Konservierung der Hegemonie
Niederösterreich und Wien sind zwar nicht die letzten, aber die wichtigsten Bastionen der beiden Großparteien. Während die temporären Farbwechsel in Salzburg und der Steiermark, die beide für rund zehn Jahre rote Landeshauptleute stellten, relativ wenig Aufregung verursachten, wäre ein Verlust des Kernlandes Niederösterreich für die ÖVP ein Beben. Genauso Wien für die SPÖ. Es ist eine Undenkbarkeit und für beide Parteien eine Urangst. "Eigentlich sollte das normal sein", sagt Ennser-Jedenastik ganz nüchtern. Für Prapotnik wäre es sogar ein "Zeichen einer funktionierenden Demokratie", käme es gelegentlich zu Machtwechseln.
So sieht es aber nicht aus. Die Zeiten der Absoluten sind zwar vorbei, vermutlich ab Montag auch in Niederösterreich.
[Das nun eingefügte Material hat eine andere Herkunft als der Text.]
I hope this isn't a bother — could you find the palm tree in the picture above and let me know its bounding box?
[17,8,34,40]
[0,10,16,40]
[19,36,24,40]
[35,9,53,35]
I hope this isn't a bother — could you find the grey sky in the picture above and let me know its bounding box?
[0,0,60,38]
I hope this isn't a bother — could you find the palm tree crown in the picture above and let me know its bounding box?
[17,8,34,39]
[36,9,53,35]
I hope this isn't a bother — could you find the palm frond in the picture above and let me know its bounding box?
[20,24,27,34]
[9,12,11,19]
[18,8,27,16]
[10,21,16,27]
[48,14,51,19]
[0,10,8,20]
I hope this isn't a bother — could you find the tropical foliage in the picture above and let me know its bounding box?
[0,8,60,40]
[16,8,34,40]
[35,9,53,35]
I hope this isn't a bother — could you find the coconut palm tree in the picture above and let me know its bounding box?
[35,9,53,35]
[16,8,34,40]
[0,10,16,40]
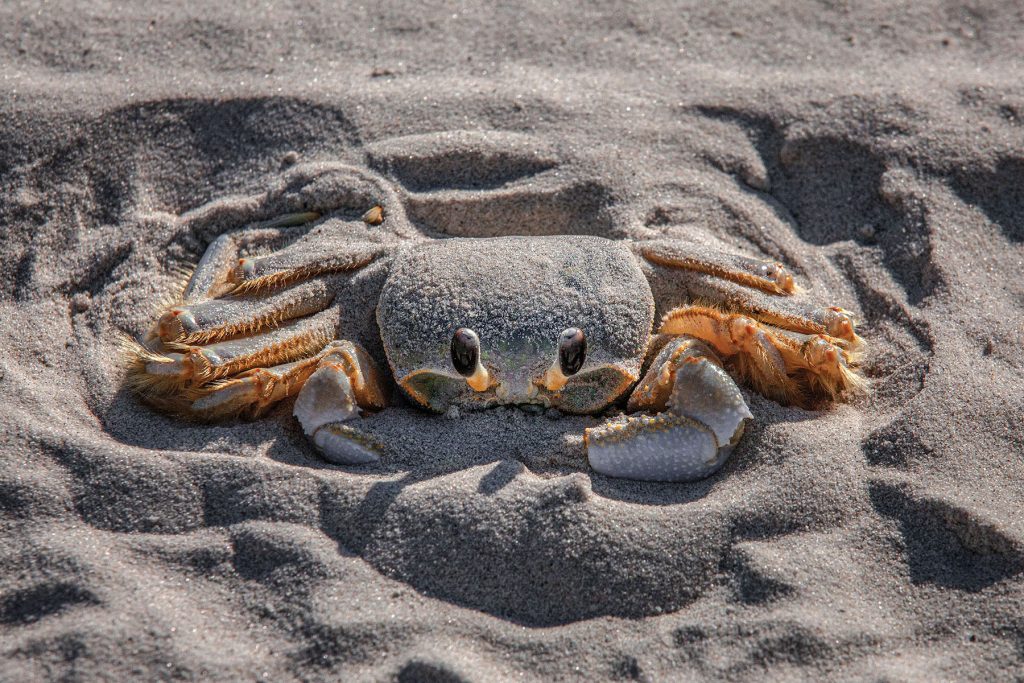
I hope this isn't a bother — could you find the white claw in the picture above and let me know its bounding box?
[293,366,359,436]
[669,358,754,446]
[294,365,380,465]
[587,413,731,481]
[313,424,381,465]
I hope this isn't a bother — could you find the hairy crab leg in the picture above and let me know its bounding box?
[658,306,864,405]
[294,341,386,465]
[129,309,338,404]
[585,337,752,481]
[181,212,319,303]
[229,233,386,294]
[634,242,863,349]
[634,240,797,294]
[156,279,335,344]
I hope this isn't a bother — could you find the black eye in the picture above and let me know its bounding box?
[452,328,480,377]
[558,328,587,377]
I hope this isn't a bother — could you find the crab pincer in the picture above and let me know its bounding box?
[585,338,753,481]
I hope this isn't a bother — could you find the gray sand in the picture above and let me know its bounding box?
[0,2,1024,681]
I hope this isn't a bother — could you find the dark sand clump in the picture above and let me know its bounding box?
[0,2,1024,681]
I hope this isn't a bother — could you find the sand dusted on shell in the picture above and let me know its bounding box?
[0,2,1024,681]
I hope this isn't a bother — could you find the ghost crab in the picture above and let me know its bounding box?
[129,166,864,481]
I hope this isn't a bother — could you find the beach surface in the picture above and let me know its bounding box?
[0,1,1024,681]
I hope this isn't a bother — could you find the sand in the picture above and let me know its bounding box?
[0,2,1024,681]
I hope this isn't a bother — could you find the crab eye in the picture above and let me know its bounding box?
[452,328,480,377]
[558,328,587,377]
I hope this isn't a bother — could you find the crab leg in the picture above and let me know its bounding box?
[156,279,334,344]
[634,241,862,349]
[636,240,797,294]
[294,341,386,465]
[130,309,338,403]
[181,213,319,303]
[229,233,385,294]
[585,337,752,481]
[659,306,864,404]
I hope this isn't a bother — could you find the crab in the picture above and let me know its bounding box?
[129,163,865,481]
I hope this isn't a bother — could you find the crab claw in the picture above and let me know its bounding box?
[585,339,753,481]
[294,352,381,465]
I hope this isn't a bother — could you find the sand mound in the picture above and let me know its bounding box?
[0,4,1024,681]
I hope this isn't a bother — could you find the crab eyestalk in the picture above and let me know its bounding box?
[541,328,587,391]
[452,328,490,391]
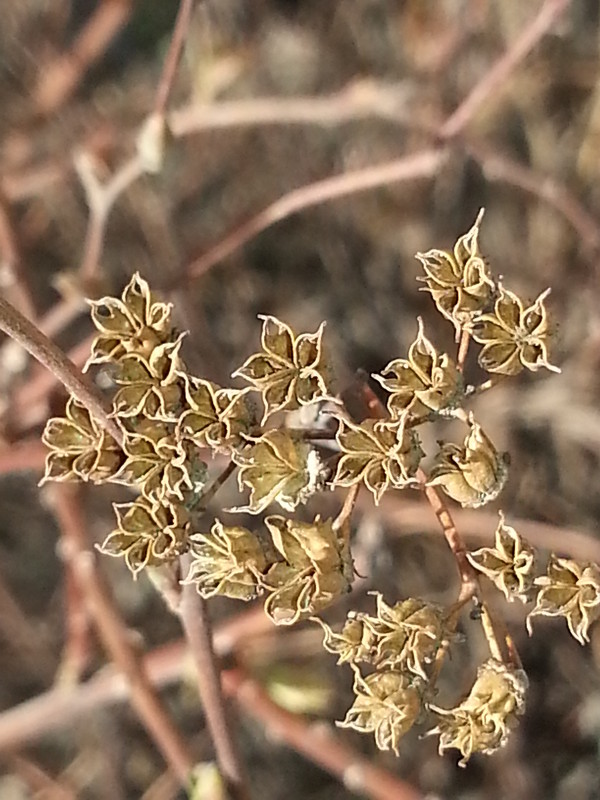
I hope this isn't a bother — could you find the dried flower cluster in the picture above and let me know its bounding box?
[35,213,580,763]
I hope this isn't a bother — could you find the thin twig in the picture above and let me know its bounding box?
[179,556,249,800]
[439,0,571,139]
[52,485,194,786]
[223,669,422,800]
[0,297,123,445]
[182,149,444,281]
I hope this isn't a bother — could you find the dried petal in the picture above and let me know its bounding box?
[100,497,189,577]
[183,519,268,600]
[471,286,560,375]
[429,416,508,508]
[373,317,463,419]
[430,659,527,766]
[232,316,331,424]
[337,667,423,755]
[417,209,495,331]
[527,554,600,644]
[333,419,423,504]
[467,512,535,602]
[231,430,323,514]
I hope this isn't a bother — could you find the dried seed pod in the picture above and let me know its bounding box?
[471,286,560,375]
[41,397,125,483]
[177,378,254,452]
[332,419,423,504]
[417,209,495,331]
[373,317,464,419]
[232,316,331,424]
[527,554,600,644]
[99,497,190,577]
[337,666,424,755]
[429,416,508,508]
[467,511,535,602]
[429,659,528,766]
[231,430,324,514]
[183,519,269,600]
[84,272,174,371]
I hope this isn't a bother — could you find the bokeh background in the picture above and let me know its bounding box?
[0,0,600,800]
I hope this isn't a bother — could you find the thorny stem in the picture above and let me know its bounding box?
[179,556,249,800]
[0,297,124,446]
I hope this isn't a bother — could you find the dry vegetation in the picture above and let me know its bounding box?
[0,0,600,800]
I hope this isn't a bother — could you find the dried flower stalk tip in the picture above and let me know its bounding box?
[471,286,560,375]
[333,419,423,504]
[527,554,600,644]
[429,659,528,767]
[183,519,268,600]
[99,497,190,577]
[417,209,495,331]
[429,416,508,508]
[231,430,324,514]
[261,515,353,625]
[373,317,463,419]
[232,315,332,424]
[337,666,423,755]
[84,272,173,371]
[467,511,535,602]
[41,397,125,483]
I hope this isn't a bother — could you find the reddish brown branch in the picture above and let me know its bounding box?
[53,485,194,786]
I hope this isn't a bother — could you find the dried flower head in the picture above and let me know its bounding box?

Abgelöst wurde und wird sie aber durch eine Ära "der relativen Dominanz", wie Ennser-Jedenastik sagt. Interessant ist, dass die Verluste für die historisch Zweiten in Wien und Niederösterreich stärker ausfallen als für den Landes-Krösus. Langfristig und realpolitisch könnte dies die Hegemonie, unter wechselnden Juniorpartnern, sogar eher konservieren.
Das ändert aber nichts an der für die Parteien längst auch symbolisch aufgeladenen Bedeutung dieser beiden Kernländer. Die relative Schwäche der einstigen Großparteien im Bund, verglichen mit früheren Jahrzehnten, wertet die Landesparteien sogar tendenziell weiter auf. So gesehen steht am Sonntag für Mikl-Leitner tatsächlich viel auf dem Spiel. Und der Verteidigung der Bastionen wird auch alles untergeordnet. Vor fünf Jahren hat die ÖVP in Niederösterreich die Wahlkampfkostengrenze von sechs Millionen Euro knapp überschritten, in Wien gab die SPÖ laut eigenen Angaben zuletzt 5,46 Millionen Euro aus. Bei Nationalratswahlen liegt die Grenze für ganz Österreich übrigens bei sieben Millionen Euro.